The difference is that SAT/SMT solvers have primarily relied on single-threaded algorithmic improvements [1] and unlike neural networks, we have not [yet] discovered a uniformly effective strategy for leveraging additional computation to accelerate wall-clock runtime. [2]
RETE family algorithms did turn out to be somewhat parallelizable, enough to get a real speed-up on ordinary multicore CPUs. There was an idea in the 1980s that symbolic AI would be massively parallelizable that turned out to be a disappointment.

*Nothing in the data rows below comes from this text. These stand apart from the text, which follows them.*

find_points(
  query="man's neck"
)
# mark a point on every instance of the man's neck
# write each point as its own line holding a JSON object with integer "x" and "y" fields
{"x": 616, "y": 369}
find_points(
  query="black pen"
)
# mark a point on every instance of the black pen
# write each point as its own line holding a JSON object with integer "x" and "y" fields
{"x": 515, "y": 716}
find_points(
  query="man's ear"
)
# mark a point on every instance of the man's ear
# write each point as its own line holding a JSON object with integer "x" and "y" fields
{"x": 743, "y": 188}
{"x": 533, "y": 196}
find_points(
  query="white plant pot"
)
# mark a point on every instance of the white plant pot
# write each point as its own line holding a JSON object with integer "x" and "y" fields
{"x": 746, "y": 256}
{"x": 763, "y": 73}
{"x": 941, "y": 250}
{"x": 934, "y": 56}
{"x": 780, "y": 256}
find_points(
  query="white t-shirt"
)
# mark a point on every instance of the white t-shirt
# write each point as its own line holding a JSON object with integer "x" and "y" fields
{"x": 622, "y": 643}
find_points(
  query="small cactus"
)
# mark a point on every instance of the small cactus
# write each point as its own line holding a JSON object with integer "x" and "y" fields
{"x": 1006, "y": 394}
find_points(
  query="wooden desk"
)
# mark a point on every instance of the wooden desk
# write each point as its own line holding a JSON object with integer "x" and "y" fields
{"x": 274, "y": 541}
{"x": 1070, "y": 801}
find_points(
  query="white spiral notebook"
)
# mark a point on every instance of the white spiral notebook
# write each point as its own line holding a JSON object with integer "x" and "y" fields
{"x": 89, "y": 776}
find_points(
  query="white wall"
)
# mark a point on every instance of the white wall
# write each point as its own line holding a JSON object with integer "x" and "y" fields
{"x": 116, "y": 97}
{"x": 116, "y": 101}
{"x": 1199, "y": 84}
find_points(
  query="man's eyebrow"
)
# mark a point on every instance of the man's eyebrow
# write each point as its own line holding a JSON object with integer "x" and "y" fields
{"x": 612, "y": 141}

You could argue that since automatic differentiation and symbolic differentiation are equivalent, [1] symbolic AI did succeed by becoming massively parallelizable, we just needed to scale up the data and hardware in kind.
In the comments, zero_k posted a link to the SAT competition's parallel track. The 2025 results page is here: https://satcompetition.github.io/2025/results.html Parallel solvers consistently score lower (take less time) than single-threaded solvers, and solve more instances within the time limit. Probably the speedup is nowhere near proportional to the amount of parallelism, but if you just want to get results a little bit faster, throwing more cores at the problem does seem like it generally works.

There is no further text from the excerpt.